SAN FRANCISCO – Yesterday Sheriff Vicki Hennessy wrote to the Board of State and Community Corrections to rescind San Francisco’s application for jail funding under SB 863, writing “the San Francisco Board of Supervisors has tasked the Sheriff’s Department, the Department of Public Health, and community mental health and criminal justice stakeholders to convene an effort to explore alternatives that currently preclude building a new detention facility. To seek an extension at this time is not consistent with my intention to participate fully and in good faith in this local process.”
The letter from the Sheriff comes after years of No New SF Jail Coalition community mobilizations against the jail project as well as two hearings on alternatives to jail construction hosted by supportive members of the Board of Supervisors. Even the Sheriff agreed in her letter that “through this process, it has become clear that many in the San Francisco community are not supportive of using this money to replace any jail beds.” The letter makes jail construction under SB 863 funding an impossibility, however inevitably opens up the door for Ventura County to receive the funding.
While the idea that this funding would go to another county is very troubling, community members are optimistic about SF rejecting the funding. Mauricio Najarro, a member of Critical Resistance who has been active in opposing the jail said “we consider it a testament to strong community organizing that the Sheriff would respect the will of the people and reject funding today. We firmly believe that if we can stop a jail in San Francisco we can use and share the lessons we’ve learned to stop jailing everywhere.” Community members are celebrating this as a hard fought victory: for now, there will be no new jail construction in San Francisco.
The Work Group to Re-envision the Jail Replacement Project referred to by Hennessy brings together community advocates and agencies providing mental health needs and reentry services in order to create a plan for closing 850 Bryant and putting resources into community alternatives to jail construction. Their goal is to provide a draft proposal by the end of the summer to be revised and shared with the Board of Supervisors and Mayor in November 2016.
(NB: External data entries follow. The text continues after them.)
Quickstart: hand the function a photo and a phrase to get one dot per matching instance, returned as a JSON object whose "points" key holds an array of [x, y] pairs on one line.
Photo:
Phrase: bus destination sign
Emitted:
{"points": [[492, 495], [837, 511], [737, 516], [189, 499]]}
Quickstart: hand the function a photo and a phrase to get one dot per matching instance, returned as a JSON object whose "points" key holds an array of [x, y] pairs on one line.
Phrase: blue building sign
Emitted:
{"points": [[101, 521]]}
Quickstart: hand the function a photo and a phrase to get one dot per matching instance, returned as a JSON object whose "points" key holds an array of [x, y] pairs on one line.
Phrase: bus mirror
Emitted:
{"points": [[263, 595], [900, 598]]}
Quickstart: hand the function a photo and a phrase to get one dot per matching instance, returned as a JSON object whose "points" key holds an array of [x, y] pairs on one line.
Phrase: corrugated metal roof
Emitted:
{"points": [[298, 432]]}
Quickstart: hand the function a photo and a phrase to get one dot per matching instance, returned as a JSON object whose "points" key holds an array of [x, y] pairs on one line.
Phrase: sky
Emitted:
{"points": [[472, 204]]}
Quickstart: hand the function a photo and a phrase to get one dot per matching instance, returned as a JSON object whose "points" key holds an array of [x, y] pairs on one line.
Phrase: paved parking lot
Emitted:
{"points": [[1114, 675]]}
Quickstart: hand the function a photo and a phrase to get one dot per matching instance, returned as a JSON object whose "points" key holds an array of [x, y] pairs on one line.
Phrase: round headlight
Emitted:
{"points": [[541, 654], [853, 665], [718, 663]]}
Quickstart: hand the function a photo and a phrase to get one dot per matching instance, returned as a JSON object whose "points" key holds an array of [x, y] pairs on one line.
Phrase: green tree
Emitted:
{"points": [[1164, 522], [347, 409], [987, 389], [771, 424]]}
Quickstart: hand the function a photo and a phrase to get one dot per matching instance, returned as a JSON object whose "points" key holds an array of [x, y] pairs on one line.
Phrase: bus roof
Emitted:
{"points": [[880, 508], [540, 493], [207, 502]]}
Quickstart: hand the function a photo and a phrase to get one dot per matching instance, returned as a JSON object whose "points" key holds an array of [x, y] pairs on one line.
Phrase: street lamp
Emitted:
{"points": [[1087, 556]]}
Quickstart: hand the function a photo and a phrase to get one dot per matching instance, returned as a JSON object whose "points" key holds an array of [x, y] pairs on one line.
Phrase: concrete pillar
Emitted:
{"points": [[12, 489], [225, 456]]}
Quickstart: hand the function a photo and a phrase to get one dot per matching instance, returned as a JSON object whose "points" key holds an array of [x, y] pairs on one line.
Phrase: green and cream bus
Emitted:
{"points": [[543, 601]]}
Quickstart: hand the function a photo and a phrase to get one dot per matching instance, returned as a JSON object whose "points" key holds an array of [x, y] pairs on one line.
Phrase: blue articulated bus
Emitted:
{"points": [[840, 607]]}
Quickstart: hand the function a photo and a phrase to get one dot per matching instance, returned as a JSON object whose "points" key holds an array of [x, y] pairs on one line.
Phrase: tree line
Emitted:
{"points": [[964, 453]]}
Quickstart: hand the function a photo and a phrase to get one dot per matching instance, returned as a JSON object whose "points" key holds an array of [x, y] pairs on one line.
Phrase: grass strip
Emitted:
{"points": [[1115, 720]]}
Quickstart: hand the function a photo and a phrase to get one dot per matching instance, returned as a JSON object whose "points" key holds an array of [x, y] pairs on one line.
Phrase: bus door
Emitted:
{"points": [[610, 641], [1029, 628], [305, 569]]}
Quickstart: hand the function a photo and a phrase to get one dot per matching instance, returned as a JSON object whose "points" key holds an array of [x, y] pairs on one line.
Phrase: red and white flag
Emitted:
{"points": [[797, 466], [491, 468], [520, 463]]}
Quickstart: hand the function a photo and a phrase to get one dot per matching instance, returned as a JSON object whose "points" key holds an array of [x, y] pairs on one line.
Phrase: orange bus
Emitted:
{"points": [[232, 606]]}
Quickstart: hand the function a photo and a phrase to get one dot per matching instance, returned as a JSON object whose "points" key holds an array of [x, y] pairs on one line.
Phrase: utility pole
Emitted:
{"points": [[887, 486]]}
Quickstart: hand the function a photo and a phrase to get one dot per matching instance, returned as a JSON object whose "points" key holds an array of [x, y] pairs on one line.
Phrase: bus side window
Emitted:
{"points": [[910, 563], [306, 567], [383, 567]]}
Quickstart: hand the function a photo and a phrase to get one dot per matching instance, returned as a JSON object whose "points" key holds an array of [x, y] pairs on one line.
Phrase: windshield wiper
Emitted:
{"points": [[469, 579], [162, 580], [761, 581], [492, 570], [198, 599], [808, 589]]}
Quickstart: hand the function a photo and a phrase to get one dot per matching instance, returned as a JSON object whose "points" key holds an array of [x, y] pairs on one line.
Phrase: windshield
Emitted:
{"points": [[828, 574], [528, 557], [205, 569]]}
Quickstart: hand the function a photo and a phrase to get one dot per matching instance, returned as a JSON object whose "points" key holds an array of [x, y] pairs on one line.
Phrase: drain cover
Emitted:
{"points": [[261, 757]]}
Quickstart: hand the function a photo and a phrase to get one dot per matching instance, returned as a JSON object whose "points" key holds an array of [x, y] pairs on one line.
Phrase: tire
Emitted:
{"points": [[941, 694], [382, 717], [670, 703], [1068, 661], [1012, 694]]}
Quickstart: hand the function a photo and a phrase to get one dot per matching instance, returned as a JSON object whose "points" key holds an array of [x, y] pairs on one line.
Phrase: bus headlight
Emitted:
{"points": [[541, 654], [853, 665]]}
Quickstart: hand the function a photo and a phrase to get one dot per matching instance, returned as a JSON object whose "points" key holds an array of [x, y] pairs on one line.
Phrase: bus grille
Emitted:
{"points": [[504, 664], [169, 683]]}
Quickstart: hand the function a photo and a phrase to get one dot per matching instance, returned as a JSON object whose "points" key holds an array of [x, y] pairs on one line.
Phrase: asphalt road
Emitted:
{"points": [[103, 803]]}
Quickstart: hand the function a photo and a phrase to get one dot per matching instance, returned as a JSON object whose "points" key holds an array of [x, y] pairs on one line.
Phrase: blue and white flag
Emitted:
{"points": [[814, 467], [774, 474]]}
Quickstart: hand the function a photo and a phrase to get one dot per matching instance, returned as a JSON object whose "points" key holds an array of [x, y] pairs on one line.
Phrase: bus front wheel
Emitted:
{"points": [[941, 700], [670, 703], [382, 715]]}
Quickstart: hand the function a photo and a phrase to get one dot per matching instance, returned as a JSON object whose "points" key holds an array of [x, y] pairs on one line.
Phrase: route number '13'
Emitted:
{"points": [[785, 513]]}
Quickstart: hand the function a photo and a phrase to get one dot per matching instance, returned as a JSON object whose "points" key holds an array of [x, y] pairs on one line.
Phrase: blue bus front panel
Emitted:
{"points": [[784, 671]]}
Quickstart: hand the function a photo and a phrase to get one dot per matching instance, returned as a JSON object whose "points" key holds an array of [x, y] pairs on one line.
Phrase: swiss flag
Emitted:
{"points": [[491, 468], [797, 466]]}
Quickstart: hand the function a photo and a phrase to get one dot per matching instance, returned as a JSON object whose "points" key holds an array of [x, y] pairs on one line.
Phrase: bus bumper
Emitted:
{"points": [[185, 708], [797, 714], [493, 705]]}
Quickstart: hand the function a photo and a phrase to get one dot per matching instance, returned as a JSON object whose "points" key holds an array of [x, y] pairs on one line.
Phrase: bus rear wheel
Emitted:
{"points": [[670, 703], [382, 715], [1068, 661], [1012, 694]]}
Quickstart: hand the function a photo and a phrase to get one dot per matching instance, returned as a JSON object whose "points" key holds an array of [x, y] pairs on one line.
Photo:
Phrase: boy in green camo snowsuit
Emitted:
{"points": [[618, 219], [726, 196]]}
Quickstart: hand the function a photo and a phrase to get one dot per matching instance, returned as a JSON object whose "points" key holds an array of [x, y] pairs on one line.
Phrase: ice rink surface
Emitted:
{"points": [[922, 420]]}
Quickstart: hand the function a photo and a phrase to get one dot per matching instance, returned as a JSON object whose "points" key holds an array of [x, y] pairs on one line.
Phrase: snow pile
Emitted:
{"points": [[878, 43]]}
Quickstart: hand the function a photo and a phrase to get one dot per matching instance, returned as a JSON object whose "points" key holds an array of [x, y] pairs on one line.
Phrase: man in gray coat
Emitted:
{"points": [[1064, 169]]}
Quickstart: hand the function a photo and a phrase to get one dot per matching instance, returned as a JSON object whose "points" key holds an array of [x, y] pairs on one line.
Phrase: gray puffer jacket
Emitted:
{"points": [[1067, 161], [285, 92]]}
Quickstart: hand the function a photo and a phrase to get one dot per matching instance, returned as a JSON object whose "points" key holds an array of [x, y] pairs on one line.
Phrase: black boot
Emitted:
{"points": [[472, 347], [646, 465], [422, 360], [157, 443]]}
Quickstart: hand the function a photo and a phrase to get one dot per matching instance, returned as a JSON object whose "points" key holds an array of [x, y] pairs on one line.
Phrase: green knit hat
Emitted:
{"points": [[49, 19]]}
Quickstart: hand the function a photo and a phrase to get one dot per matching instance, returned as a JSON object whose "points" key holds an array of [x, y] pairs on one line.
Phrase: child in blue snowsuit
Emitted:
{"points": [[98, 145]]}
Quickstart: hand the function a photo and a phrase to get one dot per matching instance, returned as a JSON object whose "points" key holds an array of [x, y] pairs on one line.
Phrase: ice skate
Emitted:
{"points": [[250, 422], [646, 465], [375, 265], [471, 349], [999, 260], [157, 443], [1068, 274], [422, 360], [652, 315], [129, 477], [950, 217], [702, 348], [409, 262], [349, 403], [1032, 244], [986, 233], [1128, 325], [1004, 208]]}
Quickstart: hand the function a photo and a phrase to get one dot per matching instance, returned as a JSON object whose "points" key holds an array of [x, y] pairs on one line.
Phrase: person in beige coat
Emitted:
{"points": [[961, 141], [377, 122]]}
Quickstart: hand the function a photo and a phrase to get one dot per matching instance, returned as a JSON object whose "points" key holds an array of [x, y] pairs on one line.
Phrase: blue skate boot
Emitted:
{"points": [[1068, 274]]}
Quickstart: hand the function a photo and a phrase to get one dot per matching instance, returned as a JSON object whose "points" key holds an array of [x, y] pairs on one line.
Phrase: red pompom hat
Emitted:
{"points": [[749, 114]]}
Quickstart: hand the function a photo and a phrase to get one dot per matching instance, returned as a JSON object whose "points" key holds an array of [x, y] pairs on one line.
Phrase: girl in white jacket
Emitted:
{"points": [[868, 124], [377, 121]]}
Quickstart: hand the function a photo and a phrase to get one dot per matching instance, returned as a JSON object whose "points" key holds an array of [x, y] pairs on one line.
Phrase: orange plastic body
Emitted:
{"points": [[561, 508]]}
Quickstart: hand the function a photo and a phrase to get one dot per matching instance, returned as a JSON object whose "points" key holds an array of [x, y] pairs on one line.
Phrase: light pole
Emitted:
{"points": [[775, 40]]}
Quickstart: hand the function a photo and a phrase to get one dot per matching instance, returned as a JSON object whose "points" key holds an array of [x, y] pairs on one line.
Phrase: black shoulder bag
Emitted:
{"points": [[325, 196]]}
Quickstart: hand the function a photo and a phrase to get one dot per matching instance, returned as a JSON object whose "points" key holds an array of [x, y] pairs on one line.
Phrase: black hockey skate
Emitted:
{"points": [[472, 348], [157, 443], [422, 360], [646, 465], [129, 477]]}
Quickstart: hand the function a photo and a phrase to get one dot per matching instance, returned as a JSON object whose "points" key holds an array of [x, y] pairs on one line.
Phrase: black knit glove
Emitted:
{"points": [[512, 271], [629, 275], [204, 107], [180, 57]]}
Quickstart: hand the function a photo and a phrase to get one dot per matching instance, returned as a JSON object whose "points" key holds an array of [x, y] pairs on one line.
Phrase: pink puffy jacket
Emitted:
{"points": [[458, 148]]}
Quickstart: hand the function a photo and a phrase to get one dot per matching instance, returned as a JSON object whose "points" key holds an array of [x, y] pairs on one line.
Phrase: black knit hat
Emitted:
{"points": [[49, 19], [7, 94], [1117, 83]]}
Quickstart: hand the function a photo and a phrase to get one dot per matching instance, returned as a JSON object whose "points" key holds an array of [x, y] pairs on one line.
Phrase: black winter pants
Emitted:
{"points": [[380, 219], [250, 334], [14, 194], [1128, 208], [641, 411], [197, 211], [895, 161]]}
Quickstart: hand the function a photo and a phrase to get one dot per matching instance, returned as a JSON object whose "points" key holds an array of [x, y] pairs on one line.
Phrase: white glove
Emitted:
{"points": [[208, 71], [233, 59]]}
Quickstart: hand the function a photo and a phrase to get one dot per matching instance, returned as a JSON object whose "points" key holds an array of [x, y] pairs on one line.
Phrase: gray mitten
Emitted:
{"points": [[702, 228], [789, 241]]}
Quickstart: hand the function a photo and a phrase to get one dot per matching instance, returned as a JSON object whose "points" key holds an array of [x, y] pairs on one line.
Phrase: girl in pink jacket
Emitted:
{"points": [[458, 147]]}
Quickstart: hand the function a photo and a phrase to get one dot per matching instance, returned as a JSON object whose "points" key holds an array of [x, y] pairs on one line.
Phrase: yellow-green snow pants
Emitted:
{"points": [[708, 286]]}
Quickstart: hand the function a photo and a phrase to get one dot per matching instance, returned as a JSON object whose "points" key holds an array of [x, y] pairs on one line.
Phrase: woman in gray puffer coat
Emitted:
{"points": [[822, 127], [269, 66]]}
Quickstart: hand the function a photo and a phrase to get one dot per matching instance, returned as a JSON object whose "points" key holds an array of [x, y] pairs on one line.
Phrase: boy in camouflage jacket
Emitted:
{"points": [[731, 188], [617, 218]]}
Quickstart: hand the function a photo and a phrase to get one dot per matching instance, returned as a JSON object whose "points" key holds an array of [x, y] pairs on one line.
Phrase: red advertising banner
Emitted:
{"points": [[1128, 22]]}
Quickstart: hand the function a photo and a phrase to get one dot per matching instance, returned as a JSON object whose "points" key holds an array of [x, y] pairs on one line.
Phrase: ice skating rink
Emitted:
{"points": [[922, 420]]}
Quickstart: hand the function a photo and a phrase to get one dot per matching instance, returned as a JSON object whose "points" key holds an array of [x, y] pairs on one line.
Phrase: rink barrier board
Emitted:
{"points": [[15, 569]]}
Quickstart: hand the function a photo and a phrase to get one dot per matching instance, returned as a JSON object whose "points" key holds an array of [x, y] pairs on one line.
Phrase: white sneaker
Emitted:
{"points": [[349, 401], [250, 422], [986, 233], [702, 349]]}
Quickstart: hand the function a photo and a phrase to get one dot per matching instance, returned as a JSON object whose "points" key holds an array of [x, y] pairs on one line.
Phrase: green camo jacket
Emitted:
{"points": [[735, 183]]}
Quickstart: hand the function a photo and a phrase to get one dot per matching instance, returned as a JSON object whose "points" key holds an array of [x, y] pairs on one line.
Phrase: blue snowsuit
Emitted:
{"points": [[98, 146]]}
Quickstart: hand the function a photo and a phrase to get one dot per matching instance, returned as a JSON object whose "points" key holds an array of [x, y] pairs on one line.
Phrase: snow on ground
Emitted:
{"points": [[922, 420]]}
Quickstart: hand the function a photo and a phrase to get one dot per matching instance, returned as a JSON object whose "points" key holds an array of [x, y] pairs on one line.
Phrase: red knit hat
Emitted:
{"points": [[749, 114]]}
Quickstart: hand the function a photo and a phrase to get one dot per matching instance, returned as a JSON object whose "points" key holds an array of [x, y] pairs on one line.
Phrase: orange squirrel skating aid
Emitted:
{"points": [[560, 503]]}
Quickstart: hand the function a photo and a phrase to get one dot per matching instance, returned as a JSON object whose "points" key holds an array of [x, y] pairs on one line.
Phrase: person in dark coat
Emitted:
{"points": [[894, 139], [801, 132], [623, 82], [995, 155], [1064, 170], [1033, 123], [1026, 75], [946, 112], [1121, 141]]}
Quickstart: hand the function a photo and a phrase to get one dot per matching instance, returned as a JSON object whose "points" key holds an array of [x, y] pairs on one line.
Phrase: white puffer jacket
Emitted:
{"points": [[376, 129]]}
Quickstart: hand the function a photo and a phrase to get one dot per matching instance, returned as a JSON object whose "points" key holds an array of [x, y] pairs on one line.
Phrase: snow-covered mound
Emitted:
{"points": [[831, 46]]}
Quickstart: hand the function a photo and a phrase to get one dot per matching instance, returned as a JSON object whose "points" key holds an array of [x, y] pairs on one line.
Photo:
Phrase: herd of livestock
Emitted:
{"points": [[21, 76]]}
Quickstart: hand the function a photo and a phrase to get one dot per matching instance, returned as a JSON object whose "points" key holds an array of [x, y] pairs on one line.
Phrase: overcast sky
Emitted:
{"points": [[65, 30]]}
The Work Group’s first meeting was on March 11th, 2016 where over a dozen members of the No New SF Jail Coalition attended and gave public comment. The No New SF Jail Coalition plans to attend future meetings to hold the Work Group accountable to addressing root problems in San Francisco and not building any sort of asylum or locked facility. This was reiterated by Woods Ervin, a member of the Work Group representing the Transgender Gender Variant and Intersex Justice Project, an SF-based organization that works with people in prison, who demanded, “We want community-based treatment or residential facilities; we do not want more cages in the form of mental health facilities that strip people of their rights and restrict their freedom of movement.”